3.6 Estimates of injecting drug users with HCV and HCV-related deaths

The modelled estimate of HCV incidence in Australia that has occurred with NSPs corresponds to a gradual increase in HCV prevalence among regular IDUs until the mid- to late-1980s, followed by a gradual decline to around 52% HCV prevalence in 2000. NSPs were first introduced in Australia in late 1987. Hence, NSPs were assumed to have reduced HCV prevalence among IDUs from 1988 onwards. The pattern of HCV prevalence if NSPs had not been introduced was estimated by assuming that HCV prevalence would have remained constant at 1988 levels from 1988 onwards. From this, a pattern of HCV incidence if NSPs had not been introduced was derived. The model also excludes any reduction of HCV through secondary infection routes.

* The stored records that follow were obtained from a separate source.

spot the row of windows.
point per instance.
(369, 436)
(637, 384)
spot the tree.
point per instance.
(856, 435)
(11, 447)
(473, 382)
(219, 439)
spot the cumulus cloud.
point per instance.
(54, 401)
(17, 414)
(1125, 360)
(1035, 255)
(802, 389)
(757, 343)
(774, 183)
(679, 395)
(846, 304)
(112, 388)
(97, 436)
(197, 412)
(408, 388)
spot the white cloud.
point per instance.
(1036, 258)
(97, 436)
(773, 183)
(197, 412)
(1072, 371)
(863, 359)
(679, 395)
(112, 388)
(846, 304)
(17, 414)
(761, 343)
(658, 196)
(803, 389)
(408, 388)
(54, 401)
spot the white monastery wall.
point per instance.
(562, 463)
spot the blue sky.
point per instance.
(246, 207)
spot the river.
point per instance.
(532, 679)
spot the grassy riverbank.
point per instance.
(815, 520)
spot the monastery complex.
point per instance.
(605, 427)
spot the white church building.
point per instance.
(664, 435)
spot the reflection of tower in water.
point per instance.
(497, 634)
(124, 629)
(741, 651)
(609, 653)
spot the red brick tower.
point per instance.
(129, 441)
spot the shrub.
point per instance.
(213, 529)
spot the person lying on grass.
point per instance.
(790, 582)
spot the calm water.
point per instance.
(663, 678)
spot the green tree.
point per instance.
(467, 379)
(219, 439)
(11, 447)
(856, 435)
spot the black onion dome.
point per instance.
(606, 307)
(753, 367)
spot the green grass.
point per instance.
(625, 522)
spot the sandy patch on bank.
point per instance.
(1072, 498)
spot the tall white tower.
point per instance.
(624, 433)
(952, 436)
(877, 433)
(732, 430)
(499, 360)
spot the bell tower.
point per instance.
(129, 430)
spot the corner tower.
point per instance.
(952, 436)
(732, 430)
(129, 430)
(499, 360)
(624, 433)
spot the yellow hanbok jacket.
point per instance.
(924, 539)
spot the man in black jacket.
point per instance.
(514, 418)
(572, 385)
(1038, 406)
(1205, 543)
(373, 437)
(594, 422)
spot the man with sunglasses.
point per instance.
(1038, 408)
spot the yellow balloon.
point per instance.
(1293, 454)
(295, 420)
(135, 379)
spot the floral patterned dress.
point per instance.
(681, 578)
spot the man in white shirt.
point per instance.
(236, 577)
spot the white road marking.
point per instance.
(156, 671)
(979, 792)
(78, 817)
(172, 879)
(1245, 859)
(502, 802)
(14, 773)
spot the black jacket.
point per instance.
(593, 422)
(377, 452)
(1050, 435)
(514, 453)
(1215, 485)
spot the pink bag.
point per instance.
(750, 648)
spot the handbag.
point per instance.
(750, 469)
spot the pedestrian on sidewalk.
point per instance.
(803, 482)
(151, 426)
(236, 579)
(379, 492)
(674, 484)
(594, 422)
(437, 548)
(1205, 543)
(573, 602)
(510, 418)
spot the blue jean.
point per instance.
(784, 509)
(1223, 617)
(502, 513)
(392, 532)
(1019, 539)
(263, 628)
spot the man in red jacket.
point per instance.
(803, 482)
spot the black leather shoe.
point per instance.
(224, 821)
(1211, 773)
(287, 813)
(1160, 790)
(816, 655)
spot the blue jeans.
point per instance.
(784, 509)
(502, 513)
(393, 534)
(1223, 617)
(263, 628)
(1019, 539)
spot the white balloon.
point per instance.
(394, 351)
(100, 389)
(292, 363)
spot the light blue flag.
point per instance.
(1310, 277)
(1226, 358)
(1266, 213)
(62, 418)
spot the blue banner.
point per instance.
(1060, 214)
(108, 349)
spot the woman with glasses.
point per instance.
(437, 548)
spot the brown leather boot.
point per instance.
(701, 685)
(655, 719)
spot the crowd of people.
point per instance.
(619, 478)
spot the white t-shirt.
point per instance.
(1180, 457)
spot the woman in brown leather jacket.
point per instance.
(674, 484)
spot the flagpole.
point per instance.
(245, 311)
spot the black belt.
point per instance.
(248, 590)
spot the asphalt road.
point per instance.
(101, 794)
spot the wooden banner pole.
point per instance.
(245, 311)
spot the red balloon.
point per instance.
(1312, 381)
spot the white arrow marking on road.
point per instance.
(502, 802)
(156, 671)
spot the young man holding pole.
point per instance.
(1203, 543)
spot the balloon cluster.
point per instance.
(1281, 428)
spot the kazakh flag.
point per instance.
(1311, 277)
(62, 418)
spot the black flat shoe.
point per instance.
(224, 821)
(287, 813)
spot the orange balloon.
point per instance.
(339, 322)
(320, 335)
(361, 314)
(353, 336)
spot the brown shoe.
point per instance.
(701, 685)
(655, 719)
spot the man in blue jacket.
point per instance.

3.6.1 With NSP introduction

In 2000, the number of injecting drug users living with HCV was estimated to be approximately 200,000 (approximately 150,000 with chronic HCV infection). By 2010 an estimated 11,800 injecting drug users are projected to be living with cirrhosis, and estimated cumulative HCV-related deaths are projected to be 1,800.

3.6.2 Without NSP introduction

In 2000, the number of injecting drug users living with HCV is estimated to be approximately 220,000 (approximately 165,000 with chronic HCV infection). By 2010 an estimated 12,500 injecting drug users are projected to be living with cirrhosis, and estimated cumulative HCV-related deaths are projected to be 1,900.

3.6.3 Prevented through NSP introduction

By the year 2000, approximately 21,000 HCV infections are estimated to have been prevented among injecting drug users since the introduction of NSPs in 1988, (of which approximately 16,000 would have developed chronic HCV); while by 2010 approximately 650 fewer injecting drug users are projected to be living with cirrhosis and 90 HCV-related deaths would have been prevented.